One million and 200 thousand ship have passed in 104 years through the two Panama waterways. Translated into numbers, the impact was, to say the least, cyclopic. Boats of all kinds with every category of goods on board: grains, wood, gold, steel, cement, gas. Ship of all sizes, from small sailboats to cruise liners. With an average, from a statistic point of view, of over 30 ships a day, every day.
The flags of the Republic of Panama have celebrated the anniversary of the ocean crossing, while the greatest ship of all times were passing through the New Panamax Canal built by the European consortium of which Salini Impregilo was the operational leader. The super boat Maria Energy, a giant for the transport of liquefied natural gas (LNG), has traveled the new locks from the Atlantic to the Pacific with the number 4,000 printed on the ticket.

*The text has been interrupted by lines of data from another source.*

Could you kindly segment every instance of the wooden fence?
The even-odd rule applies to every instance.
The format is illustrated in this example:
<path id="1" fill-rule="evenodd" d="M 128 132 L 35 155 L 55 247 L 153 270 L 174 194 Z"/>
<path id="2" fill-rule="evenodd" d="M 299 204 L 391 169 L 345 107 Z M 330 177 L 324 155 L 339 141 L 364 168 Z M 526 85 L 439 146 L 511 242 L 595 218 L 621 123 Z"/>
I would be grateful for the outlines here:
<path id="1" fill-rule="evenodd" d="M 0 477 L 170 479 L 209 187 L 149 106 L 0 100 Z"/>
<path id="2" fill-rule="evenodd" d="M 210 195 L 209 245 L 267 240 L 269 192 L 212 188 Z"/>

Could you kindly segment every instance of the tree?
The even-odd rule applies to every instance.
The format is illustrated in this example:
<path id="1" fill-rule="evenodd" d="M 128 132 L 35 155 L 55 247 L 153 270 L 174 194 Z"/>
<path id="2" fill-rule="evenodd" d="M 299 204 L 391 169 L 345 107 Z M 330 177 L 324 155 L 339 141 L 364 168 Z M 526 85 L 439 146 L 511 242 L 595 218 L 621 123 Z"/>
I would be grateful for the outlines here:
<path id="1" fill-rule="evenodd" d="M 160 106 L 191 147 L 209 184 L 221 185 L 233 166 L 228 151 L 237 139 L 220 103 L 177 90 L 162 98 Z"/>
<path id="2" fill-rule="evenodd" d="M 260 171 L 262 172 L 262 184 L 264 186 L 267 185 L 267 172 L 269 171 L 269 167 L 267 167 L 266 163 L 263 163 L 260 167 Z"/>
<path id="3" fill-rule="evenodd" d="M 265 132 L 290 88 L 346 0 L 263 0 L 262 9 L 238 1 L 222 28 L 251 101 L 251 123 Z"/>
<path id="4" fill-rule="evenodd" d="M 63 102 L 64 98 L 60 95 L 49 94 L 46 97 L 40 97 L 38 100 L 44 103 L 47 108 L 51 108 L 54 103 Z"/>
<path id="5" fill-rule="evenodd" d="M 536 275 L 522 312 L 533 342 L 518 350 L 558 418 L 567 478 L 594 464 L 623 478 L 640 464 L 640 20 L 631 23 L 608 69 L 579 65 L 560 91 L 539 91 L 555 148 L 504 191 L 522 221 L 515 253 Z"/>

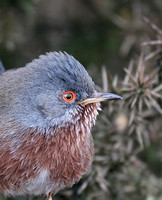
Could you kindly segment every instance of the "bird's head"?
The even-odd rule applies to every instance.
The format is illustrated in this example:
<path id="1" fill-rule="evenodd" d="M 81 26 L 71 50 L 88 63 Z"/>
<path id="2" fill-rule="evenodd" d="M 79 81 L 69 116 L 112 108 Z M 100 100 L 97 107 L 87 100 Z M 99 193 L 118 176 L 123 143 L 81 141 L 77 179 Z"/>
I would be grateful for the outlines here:
<path id="1" fill-rule="evenodd" d="M 9 112 L 25 127 L 64 127 L 88 113 L 93 123 L 101 101 L 121 99 L 98 93 L 85 68 L 67 53 L 47 53 L 13 74 L 17 89 Z"/>

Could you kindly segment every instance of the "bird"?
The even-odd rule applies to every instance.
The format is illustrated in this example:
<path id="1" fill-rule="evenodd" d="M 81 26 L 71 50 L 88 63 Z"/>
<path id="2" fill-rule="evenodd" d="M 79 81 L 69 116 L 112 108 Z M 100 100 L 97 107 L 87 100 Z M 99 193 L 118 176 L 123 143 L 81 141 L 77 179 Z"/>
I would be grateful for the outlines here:
<path id="1" fill-rule="evenodd" d="M 3 66 L 3 63 L 2 61 L 0 60 L 0 73 L 4 72 L 5 71 L 5 68 Z"/>
<path id="2" fill-rule="evenodd" d="M 52 200 L 92 164 L 100 102 L 122 97 L 98 92 L 83 65 L 60 51 L 2 66 L 0 83 L 0 192 Z"/>

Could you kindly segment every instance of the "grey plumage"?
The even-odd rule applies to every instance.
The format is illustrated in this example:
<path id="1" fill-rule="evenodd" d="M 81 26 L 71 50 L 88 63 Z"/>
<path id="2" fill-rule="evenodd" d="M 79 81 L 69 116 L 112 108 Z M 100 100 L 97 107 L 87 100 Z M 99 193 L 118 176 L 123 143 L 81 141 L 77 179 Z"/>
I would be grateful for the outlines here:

A result celebrated by local authorities as an "extra target", that is well beyond the requirements of the project. The new Panama Canal, since its entry into service, has seen over two thousand container ships pass, which today account for 52% of the total transit, over one thousand oil tankers and 400 LNG vessels, which were prevented - due to size and safety - from passing through the old canal.
The Panama Canal
The new canal is milling one record after another. Symbolically the most impressive ship that passed through the New Panamax Canal was the Theodore Roosevelt of the French shipping company CMA CGM: 365.9 meters long, 48.2 wide, and with 14.863 containers on board. It is named after the American president who supported and celebrated the construction of the first Panama Canal, commissioning the American military genius for the enterprise.
The global era designs new and well-defined routes. Today, 36% of the total ship that pass through the Panama Canal, that is more than a third, unite Asia with the Eastern coasts of North America, connects the crowded ports of Shanghai, Singapore, Shenzhen, Hong Kong, with the big ports of New York, Baltimore, Savannah, Miami. Thanks to the interoceanic cut, shipping companies avoid the exhausting circumnavigation through the Strait of Magellan or the very long journey through the Suez Canal. According to the data of the Panama Canal Authority, in second place with 10% of the total ship transit, is an increasing connection between the above-mentioned Eastern ports of North America with Western ports of South America, especially with San Antonio in Chile.
The list of goods traces new horizons. In 2017, through the two Panama canals, goods transited for 155 million long tons (1 long ton = 1,016.1 Kg). In one year, new cars and trucks have gone from one continent to another, for a total of one and a half million tons. One million tons of unprocessed agricultural products, 53 million tons of oil, half a million tons of sugar.
The possibility to travel opens new boundaries. Last May 14th, the ship Norwegian Bliss, a giant cruise ship measuring 325.9 meters long, 41.4 meters wide, traveled from Miami through the new Panama Canal to the California and Mexican coasts with 4 thousand tourists on board . Sailing from the Atlantic to the Pacific, Norwegian Bliss set the record for the biggest cruise ship in history. A record destined to last very little. In just one year, 320,000 passengers crossed the isthmus, out of 250 cruise ships. Always bigger.